Avoid Hiring Thieves With The National Retail Theft Database

Source: Innovative Retail Technologies

Internal loss prevention starts with knowing potential hires.

Integrated Solutions For Retailers, December 2004
Matt Pillar

It's estimated that 85% of retail theft goes unprosecuted in America. That's a scary statistic and not such a great testament to our society's crime-fighting resolve. If the stat is accurate, too many instances of retail employee theft and fraud end with, "You stole from this company. We won't press charges, but you're fired," instead of, "You stole from this company. We're pressing charges, and you're fired." Nonetheless, there exists a validated-by-admission-of-guilt, CRA (credit reporting act)-audited database to help you avoid hiring even those who avoided prosecution or went the civil recovery route for restitution.

Does Your Background Screener Have Access?
Since 2002, USIS (US Investigations Services) (Annandale, PA) has been maintaining a database of thieves begun in 1918. Names of shoplifters and crime-committing employees, along with detailed accounts of the circumstances surrounding their cases, are added to the National Retail Theft Database every day. If you're one of the nearly 1,000 retailers who have tapped the database as part of a thorough prehire background check process, you know its value - especially if it helped you prevent hiring a confirmed thief. And if you're a user, you also know how the database has grown to its current size. You have to pay to play, but the access fee to screen your potential hires against the data is nominal. USIS was charging a paltry $2.50 per screen at press time, cash it claims is used solely to maintain the massive data repository. But here's the hook - the vendor requires those retailers who want to use the database to contribute to it as well. Retailers such as Sears, Circuit City, Guess, Neiman Marcus, and Saks are among those who use the service. They all contribute to it by ratting out confirmed thieves and fraudsters caught stealing in their stores in hopes of avoiding - and helping others avoid - the hiring of another thief. It's our soft-on-crime mentality that makes the database valuable.
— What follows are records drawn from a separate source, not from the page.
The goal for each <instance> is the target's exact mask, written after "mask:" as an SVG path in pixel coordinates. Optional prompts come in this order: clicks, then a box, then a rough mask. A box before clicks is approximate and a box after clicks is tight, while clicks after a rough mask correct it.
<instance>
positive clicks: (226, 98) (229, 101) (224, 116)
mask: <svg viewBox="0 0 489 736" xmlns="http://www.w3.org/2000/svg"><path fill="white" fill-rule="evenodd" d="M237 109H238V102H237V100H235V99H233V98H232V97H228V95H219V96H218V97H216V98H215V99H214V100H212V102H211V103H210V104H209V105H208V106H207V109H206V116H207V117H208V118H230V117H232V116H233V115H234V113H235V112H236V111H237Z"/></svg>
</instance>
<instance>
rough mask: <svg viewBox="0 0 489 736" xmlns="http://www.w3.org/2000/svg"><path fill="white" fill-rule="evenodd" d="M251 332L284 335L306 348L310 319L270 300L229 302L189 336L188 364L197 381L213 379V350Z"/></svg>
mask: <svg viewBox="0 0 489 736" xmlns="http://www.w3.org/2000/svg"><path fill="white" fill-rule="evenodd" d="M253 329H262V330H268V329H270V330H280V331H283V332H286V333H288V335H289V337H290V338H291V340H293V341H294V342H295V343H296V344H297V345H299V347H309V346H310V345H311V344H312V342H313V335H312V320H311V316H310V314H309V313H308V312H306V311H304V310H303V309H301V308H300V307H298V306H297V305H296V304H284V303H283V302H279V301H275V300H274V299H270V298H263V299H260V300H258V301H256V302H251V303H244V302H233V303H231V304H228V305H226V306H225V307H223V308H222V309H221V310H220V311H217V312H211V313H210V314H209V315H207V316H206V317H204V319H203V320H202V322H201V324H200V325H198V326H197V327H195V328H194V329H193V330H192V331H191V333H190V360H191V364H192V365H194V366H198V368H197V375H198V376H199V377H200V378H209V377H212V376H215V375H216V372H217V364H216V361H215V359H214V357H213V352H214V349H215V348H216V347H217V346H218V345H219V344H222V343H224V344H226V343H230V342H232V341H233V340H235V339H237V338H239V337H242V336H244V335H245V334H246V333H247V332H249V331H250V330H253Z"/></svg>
After all, if so few cases of retail theft are prosecuted publicly, how meaningful can a standard criminal background check really be?

While most of USIS' users are tier one retailers, Director of Marketing Brian McMurray says that access to the National Retail Theft Database is open to retailers of any size. What's better, the company announced that it's enabling even more access to the database by partnering with background screening companies that will begin offering it to their clients as a value added service - albeit for an added (though likely small) fee. Background screener First Advantage (St. Petersburg, FL) recently wrapped up a beta test of the database with USIS and is among the initial group of screening companies that will offer it to retailers.

Ultimately, the best way for retail to clean up its hiring pool is to quit slapping wrists and start pressing charges. In the meantime, there exists this massive database project that has just become much more accessible to retailers of all varieties. Wise LP (loss prevention) professionals will use it.